Updated: May 20
Last week, high street retailer Wilko announced it is to cut sick pay entitlement for every member of staff in stores and distribution centres. There will be no company sick pay after the first occasion of sickness. And if you have been with the company for less than a year you'll be entitled to nothing at all.
How did anyone making this decision, just as Coronavirus starts to bite, not think it would bite them back? Because a quick glance at the national press or social media shows the start of a not unsurprising backlash.
The fact that Wilko claim their existing policy is actually better than many other retailers, and that this is more a case of falling (sic) in line with industry standards, counts for nothing. It looks like what it (probably) is: a cynical act of business expediency and cost cuting at the expense of their staff slipped under the radar in a bad news cycle.
Aside from the negative impact it will have on the already precarious position of the low paid, frontline staff who make their business happen, what about the response of their customers? A significant proportion will be in a similar economic situation, and will feel the pain by association. Plus, as many tweets have said, how can you know Wilko employees aren't unwell if they have to work to eat? So better to shop elsewhere.
The fact that both these concerns will be true of staff at most big retailers is irrelevant. At a time of heightened awareness and concern, Wilko have gone out of their way to make this something associated with their stores. And when people are attuned to something they will always notice.
It begs a question: even if a 'business necessity' (not something I would subscribe to), why not hold back for 6 months rather than kick people when they're down? It just looks opportunistic in a bad way.
Or (and please excuse my naivety) perhaps go one step further and actually embrace the current position, seeing it as an opportunity not a cost. As a response by Wilko to the coverage said:
"we have been a family friendly company for 90 years and we remain so...(with) a generous company sick pay policy which is over and above the market"

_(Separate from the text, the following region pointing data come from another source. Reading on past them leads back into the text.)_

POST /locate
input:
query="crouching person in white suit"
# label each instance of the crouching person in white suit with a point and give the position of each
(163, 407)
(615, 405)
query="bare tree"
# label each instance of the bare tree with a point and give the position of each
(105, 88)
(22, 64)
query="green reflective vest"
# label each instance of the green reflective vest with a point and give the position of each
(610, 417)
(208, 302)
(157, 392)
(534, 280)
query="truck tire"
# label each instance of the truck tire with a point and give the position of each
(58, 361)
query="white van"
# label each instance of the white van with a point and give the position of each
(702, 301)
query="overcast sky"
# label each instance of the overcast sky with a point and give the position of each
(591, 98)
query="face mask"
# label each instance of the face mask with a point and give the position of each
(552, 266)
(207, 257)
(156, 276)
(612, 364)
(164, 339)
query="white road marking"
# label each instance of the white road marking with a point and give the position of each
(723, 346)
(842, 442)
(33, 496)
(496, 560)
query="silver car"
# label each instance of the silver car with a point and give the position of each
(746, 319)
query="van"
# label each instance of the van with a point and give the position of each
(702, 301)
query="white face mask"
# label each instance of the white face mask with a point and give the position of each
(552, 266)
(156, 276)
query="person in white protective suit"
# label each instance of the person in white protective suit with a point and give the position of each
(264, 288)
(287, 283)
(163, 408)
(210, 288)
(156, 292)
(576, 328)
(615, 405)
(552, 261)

So rather than compromise it, why not publicise and celebrate this 'generosity', as a defining and differentiating part of the Wilko proposition.
At a time when life seems more challenging than ever for many who are already feeling marginalised, there is potentially much to be gained for a high street retailer (or local manufacturer) to show some empathy by walking in the shoes of both staff and customers: adopting a position that says 'we understand...we're on your side'.

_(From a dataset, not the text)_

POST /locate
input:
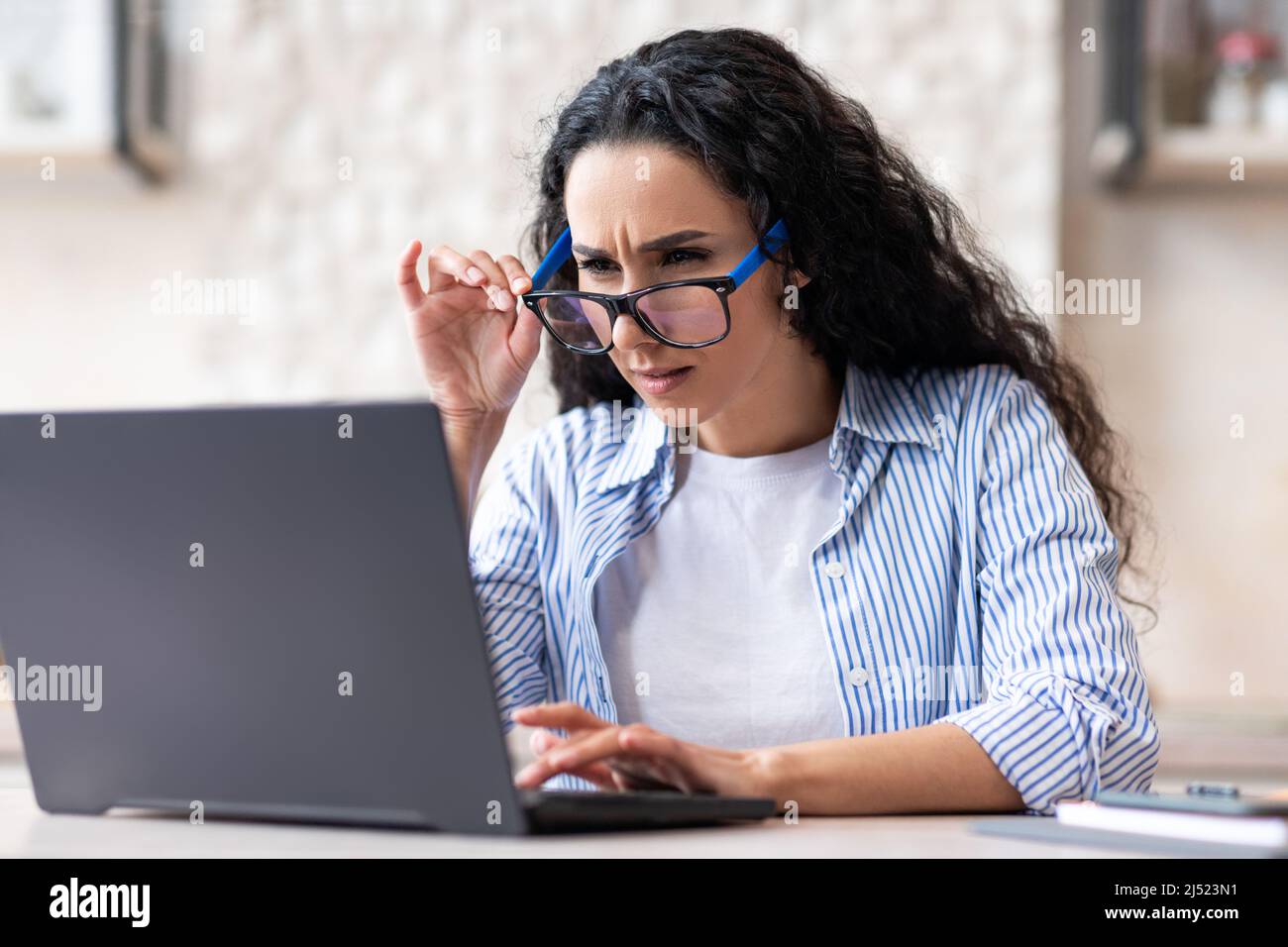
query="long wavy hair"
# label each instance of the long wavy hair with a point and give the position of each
(900, 278)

Which seems to fit very well with Wilko's stated values on their website (go figure!):
"As a family owned business, we exist to free up hard working families to be the best they can be. We know what it takes to keep a busy home running smoothly. We get what it means to make the most of family life. And we understand the things that really matter"

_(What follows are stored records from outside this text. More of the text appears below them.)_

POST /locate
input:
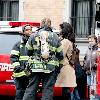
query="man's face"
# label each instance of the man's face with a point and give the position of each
(28, 30)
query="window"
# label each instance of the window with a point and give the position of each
(83, 17)
(7, 41)
(9, 10)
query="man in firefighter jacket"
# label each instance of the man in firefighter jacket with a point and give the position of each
(47, 61)
(18, 59)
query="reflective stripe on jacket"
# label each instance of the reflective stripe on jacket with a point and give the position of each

Alternatively, cut sick pay for hard working families at a time when they need it most and see how much understanding of keeping a busy home running that demonstrates.
If a point of comparison is needed, just look at Greggs. Already active in local communities and seen as a champion of the high street, they have just announced they will continue to pay workers hit by coronavirus. I have no idea about their wider employment policies. And yes they include a caveat around how serious things get. But it's still an important and compelling statement of intent, that leaves me liking Greggs more and inclined to pay them a visit for my next pasty.
There's maybe something here for all of us to learn at this time. Wilko in particular.